Anemia was a common contributing factor of postdischarge mortality in this study and has been increasingly recognized as such in the literature.3,20 A prior analysis of this cohort found that, relative to children without anemia, those with anemia have an increasing risk for mortality over the postdischarge period, rising from hazard ratio, 1.7 (95% confidence interval, 0.9–3.0) to hazard ratio, 5.2 (95% confidence interval, 3.1–8.5) between the early and late postdischarge periods.13 Treatment of anemia following discharge with a multivitamin multimineral supplement, iron and folate, or co-trimoxazole prophylaxis, however, has been shown in a randomized controlled trial in Uganda and Malawi to be ineffective at improving survival,21 suggesting an urgent need for alternative strategies to be explored. Among children with severe anemia associated with malaria, intermittent malaria chemoprophylaxis has been shown to impart a survival advantage.22 Among those with nonmalarial anemia, it is possible that the confluence of anemia with multiple comorbidities such as HIV or malnutrition imparts an increased risk of postdischarge mortality; further studies are required to better understand the complex relationships among these illnesses and their effects.20
Return visits to seek care at health facilities in Uganda occur infrequently because of socioeconomic barriers, including poor health care access, high out-of-pocket costs, lack of trust in the system, low caregiver health knowledge, and negative prior experiences.23,24 Thus, many deaths occur at home and most mortality estimates fail to capture these deaths as a consequence of underdeveloped civil registration and vital statistics systems.25 The ability to capture this often-largely overlooked population is a significant strength of our study, emphasizing the importance of capturing the causes of community-occurring deaths. A previous study in rural western Uganda demonstrated that community health workers (CHWs) were able to conduct high-quality, standardized VA interviews to provide a more complete estimate of the burden and causes of mortality in rural community settings.4 The CHW model is widespread in Africa,26 and utilization of CHWs for collection of vital statistics data using VA could be a strategy to ensure capture and inclusion of community deaths in mortality metrics systems for these settings. This CHW program can be scaled to improve the measurement of vital statistics, as well as facilitate appropriate public health interventions in rural areas of sub-Saharan Africa.

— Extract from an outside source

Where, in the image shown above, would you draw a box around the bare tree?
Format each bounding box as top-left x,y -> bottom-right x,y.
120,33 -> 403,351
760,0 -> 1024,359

A child-centered approach to follow-up, leveraging CHWs to provide education and follow-up to children at high risk (such as those with anemia or malnutrition) during the periods of highest risk, may be an efficient strategy to address postdischarge mortality.13,27 Furthermore, concerted efforts to overcome the complex barriers to care often experienced by those most vulnerable to postdischarge outcomes must be prioritized.28 These may include interventions such as incentivization of follow-up and development of better linkages across the various tiers of the health system to improve transitions of care.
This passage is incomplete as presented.